A comment on the title “Dance of the Happy Shades”:  The title appears to refer to a musical piece by Hector Berlioz, Symphonie Fantastique. If this is true, the title must be ironic, as the shades who dance in the Berlioz piece are participants at a witches’ Sabbath. Ironically, people with Down syndrome are often seen as happy, although Miss Marsales’ music students with Down syndrome are not particularly happy. What they are, or what one is, is gifted. One has to wonder then, whether the shades in this story are actually the mothers, who in their insularity are half-dead and happy in their ignorance, as they seem to lack a true understanding of either music or people. At the same time, though, the children with Down syndrome indulge their love of music, happily ignorant of the assumptions of ordinary people, who would most likely deny their right to play. Munro’s use of this ambiguous title for the whole book further extends the meaning: In “Walker Brothers Cowboy,” the little girl delightedly dances with a friend of her father’s, although it will be years before she understands who the friend really is. In “Trip to the Coast,” the repugnant grandmother dies “victorious,” a happy shade. Munro specializes in the half-perceptions of her characters — and their shades of truth.

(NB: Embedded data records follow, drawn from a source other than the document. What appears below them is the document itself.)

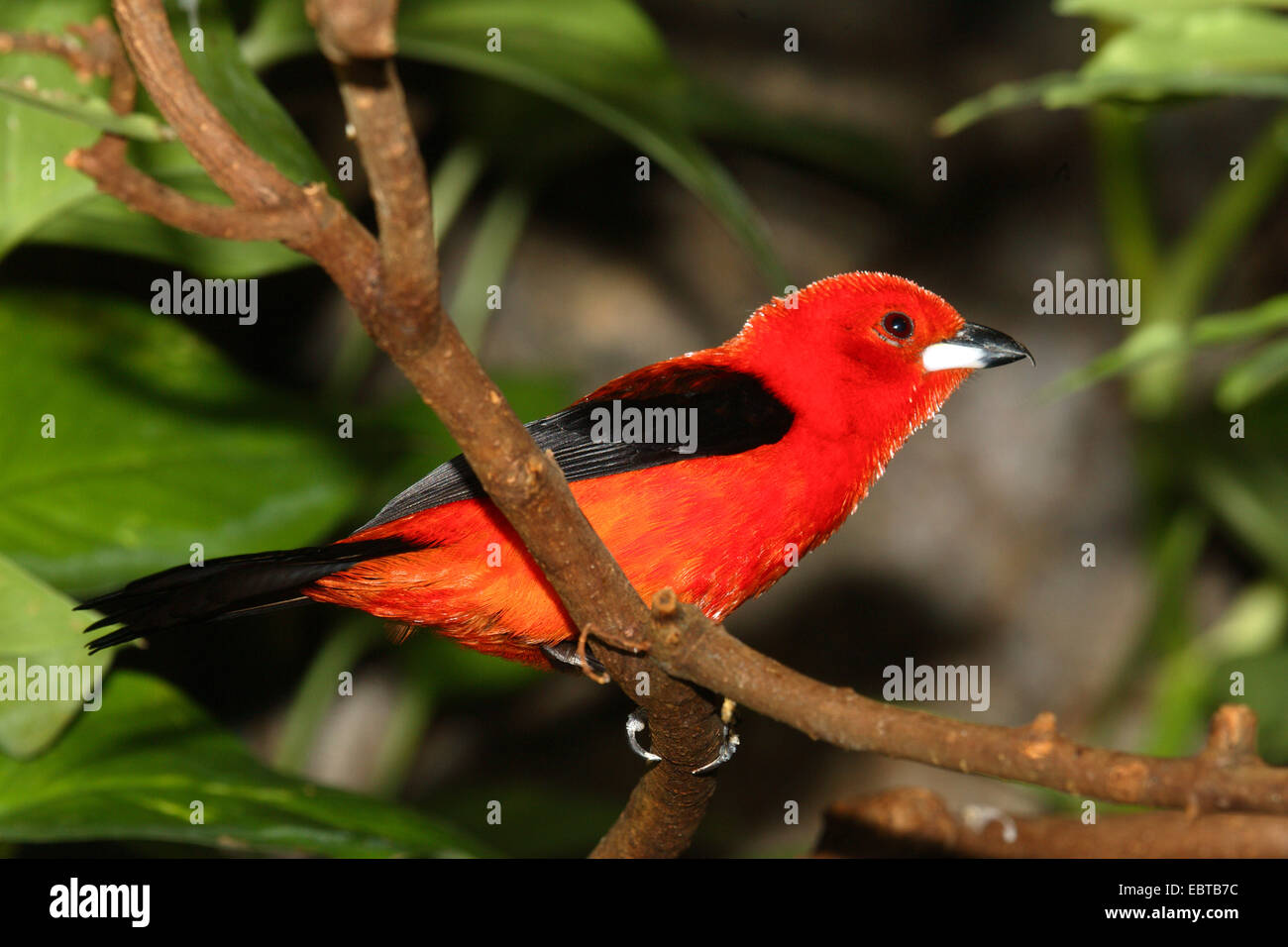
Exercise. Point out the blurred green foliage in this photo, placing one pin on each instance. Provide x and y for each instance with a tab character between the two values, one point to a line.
1211	446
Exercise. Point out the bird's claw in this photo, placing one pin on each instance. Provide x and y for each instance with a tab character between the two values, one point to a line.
635	724
638	722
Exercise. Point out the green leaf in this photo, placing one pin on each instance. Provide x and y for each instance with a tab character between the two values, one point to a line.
134	770
159	444
89	110
39	628
1138	9
69	210
601	58
1155	341
1248	488
1205	52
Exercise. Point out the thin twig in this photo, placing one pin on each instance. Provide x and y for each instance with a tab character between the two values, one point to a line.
917	822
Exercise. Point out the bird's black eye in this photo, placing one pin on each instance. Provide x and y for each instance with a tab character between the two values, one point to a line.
897	325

My deep thanks to Alice Munro for writing “Dance of the Happy Shades.”

(One important caveat regarding the story is that it was written at a time when many hospitals to which people with Down syndrome were consigned were so overcrowded as to have become warehouses, a situation which Frederick Wiseman’s groundbreaking 1967  movie, Titicut Follies revealed. Munro’s “Greenhill School” appears to be an exception, or perhaps the story takes places in a time just prior to that sad warehousing.)